At what point in the life cycle of the kernel does the iGPU update the DRAM with the cached values (given we are NOT using atomic writes)? Is it simply always at the end of the kernel execution, or at some other point?

Can/should pinned memory be used for this use case, or would unified be more appropriate such that I can take advantage of the cache safety within the iGPU?

According to the Memory Management section here we see that the iGPU access to pinned memory is Uncached. Does this mean we cannot trust the iGPU to still have safe access like Robert said above?

If using pinned, and a non-atomic write and read occur at the same time, what is the outcome? Is this undefined/segfault territory?

Additionally if using pinned and an atomic write and read occur at the same time, what is the outcome?

My goal is to remove the use of cpu side mutexing around the memory being used by my various kernels since this is causing a coupling/slow-down of two parts of my system.

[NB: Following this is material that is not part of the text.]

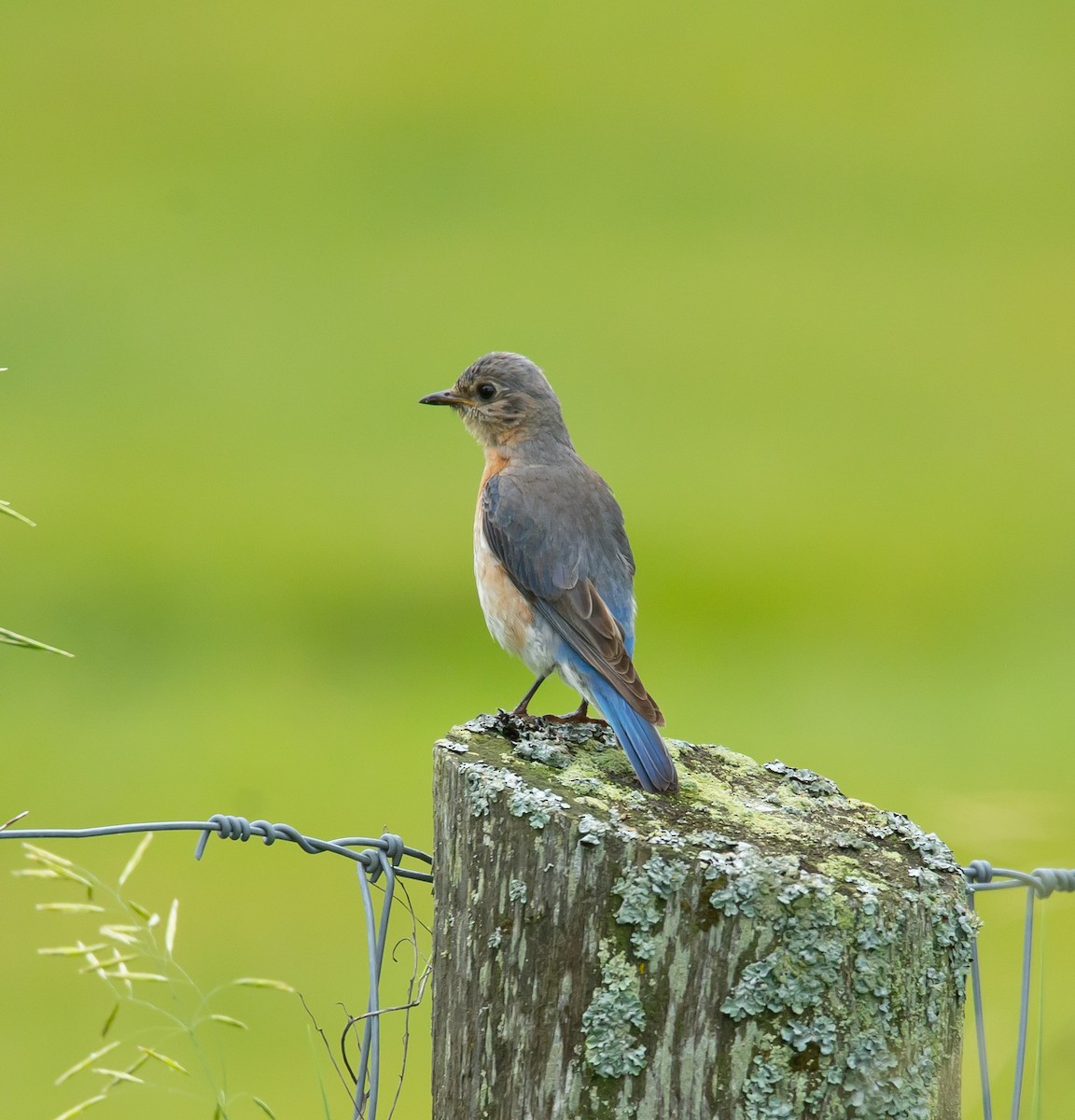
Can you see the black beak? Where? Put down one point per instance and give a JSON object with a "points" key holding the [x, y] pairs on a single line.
{"points": [[446, 398]]}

Any advice is much appreciated. TIA.

1 Like

@Robert_Crovella or @pshin, would love to know the answers to some of the questions in this post!

1 Like

Since I have not gotten an answer I have posted here as well.

This is not an answer to the question, but nevertheless I’ll make a few comments, to delineate things as I see it.

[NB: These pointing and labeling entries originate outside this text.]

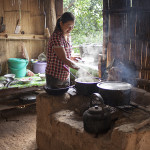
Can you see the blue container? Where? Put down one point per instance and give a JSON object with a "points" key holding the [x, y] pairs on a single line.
{"points": [[18, 66]]}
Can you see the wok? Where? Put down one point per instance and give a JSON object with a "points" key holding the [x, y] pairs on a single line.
{"points": [[115, 93], [86, 87]]}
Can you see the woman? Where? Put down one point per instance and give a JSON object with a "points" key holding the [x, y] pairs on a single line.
{"points": [[59, 53]]}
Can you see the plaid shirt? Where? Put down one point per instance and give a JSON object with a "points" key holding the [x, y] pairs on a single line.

The linked SO question in my view pertains to:

  • CUDA discrete GPUs
  • considering activity when all accessors are CUDA threads
  • the possibility of “tearing”, not questions related to memory ordering.

One of the answers there suggests there is “more to atomics” than tearing, and then describes a bunch of material related to ordering (in my view). It’s all good material. If your question pertains to ordering, pay attention to that. In my view the original SO question there is not asking about ordering, but the OP then stated that they wanted something like C++ atomic load, which has ordering specifiers. Still not entirely clear if that was the important part of their request, or not, but it might have been.

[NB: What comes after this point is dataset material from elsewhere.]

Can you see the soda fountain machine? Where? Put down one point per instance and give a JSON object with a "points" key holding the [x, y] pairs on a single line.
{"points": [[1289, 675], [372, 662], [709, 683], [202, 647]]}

If we leave ordering aside, and subject to the bullets I have already listed, I stand by my comments. I’m quite convinced that two CUDA threads, accessing the same address in a properly aligned fashion, both accessing the same type there, up to 64-bits in size, cannot get a torn value. No atomics, volatile, __threadfence() or other memory gymnastics should be required to achieve that. My statement says nothing about ordering, stale values, or anything like that.

This question, in my view, is asking about the interaction between the CPU thread and one or more CUDA threads on Tegra. I don’t know about that and have therefore chosen not to provide any answers here.

Understood. Thanks for the response @Robert_Crovella . Luckily most of what we are planning to do will come from the GPU, so this answer mostly work for us.

I am still curious about the CPU side access for read/write for future proofing, if anyone else wants to take a stab at it.

This topic was automatically closed 14 days after the last reply. New replies are no longer allowed.